Par Francis Muyshondt.
Aujourd’hui, la géopolitique pèse autant sur les marchés financiers que les taux d’intérêt ou les résultats des entreprises. Les investisseurs ne peuvent plus se permettre d’ignorer cet aspect, explique Anna Rosenberg, responsable de l’analyse géopolitique chez Amundi Asset Management.
Tendances et opportunités
Les Bourses européennes et américaines battent record sur record, malgré les guerres, le protectionnisme et les incertitudes politiques. Pour Anna Rosenberg, qui dirige la stratégie géopolitique d’ Amundi , ce n’est pas une contradiction, mais bien le reflet d’une nouvelle réalité. Selon elle, c’est une erreur de penser que la géopolitique n’apporte que de mauvaises nouvelles aux marchés. Certes, elle engendre des risques, mais elle crée aussi d’immenses flux de capitaux. La rivalité entre les États-Unis et la Chine, par exemple, n’est pas seulement une source de tensions : c’est aussi un moteur d’innovation et d’investissement. Les deux pays injectent des milliards dans l’intelligence artificielle, les semi-conducteurs et les technologies quantiques, alimentant ainsi toute une chaîne de valeur – du logiciel jusqu’aux infrastructures énergétiques – dont les investisseurs bénéficient aujourd’hui.
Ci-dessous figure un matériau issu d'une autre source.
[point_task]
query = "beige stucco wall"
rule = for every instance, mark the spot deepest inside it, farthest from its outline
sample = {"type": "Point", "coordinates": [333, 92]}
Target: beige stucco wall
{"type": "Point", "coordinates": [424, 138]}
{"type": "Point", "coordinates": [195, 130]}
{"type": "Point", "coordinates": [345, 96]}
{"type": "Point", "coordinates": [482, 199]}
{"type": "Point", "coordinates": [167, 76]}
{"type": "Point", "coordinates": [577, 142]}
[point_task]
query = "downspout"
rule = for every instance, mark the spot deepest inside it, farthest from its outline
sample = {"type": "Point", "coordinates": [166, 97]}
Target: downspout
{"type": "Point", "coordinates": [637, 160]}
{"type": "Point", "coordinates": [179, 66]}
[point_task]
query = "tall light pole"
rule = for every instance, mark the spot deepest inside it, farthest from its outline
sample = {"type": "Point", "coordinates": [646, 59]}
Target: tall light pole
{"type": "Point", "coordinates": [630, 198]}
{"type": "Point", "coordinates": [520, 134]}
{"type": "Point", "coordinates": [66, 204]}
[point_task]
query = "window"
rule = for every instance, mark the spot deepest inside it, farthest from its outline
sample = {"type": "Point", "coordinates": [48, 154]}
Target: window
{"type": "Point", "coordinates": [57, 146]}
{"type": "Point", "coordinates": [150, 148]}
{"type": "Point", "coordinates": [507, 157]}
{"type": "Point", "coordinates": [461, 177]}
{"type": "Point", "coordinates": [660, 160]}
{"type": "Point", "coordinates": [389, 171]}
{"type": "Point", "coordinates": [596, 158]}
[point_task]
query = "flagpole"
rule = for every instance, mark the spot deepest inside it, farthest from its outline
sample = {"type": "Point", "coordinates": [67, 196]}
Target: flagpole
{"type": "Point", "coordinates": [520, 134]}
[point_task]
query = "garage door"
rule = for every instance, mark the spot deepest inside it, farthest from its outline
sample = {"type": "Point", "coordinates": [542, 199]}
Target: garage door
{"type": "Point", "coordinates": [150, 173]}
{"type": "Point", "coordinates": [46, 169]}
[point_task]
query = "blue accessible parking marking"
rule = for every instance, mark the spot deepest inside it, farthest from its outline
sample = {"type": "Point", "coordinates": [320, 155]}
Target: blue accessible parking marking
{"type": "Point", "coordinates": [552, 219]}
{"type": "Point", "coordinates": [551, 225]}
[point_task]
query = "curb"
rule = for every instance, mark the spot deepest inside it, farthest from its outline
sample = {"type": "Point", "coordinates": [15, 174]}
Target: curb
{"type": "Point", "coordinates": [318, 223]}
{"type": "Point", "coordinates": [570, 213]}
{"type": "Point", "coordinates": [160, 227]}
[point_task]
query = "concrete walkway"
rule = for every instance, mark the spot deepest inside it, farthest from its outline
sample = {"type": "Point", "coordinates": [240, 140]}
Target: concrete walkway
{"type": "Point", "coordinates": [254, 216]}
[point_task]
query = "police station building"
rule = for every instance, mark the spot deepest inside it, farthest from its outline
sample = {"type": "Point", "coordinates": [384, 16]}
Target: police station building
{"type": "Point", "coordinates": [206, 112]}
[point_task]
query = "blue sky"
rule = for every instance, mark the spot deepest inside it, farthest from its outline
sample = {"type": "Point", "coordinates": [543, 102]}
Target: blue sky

Rosenberg estime que ces dynamiques présentent même une certaine prévisibilité. Lorsque les tensions géopolitiques montent, certains secteurs – comme la défense, la sécurité énergétique ou les infrastructures de données – en sortent structurellement gagnants. La géopolitique n’est donc pas seulement une source d’incertitude, mais aussi de tendances d’investissement durables. L’enjeu, dit-elle, consiste à distinguer les conflits passagers de ceux qui entraînent des réorientations stratégiques profondes. Elle met toutefois en garde contre les raisonnements simplistes : tous les conflits ne profitent pas aux valeurs de la défense, et toutes les sanctions ne nuisent pas aux marchés. La géopolitique exige de la nuance, ce n’est ni noir ni blanc, mais une infinité de gris. D’où, selon elle, l’importance de l’analyser plutôt que de la craindre.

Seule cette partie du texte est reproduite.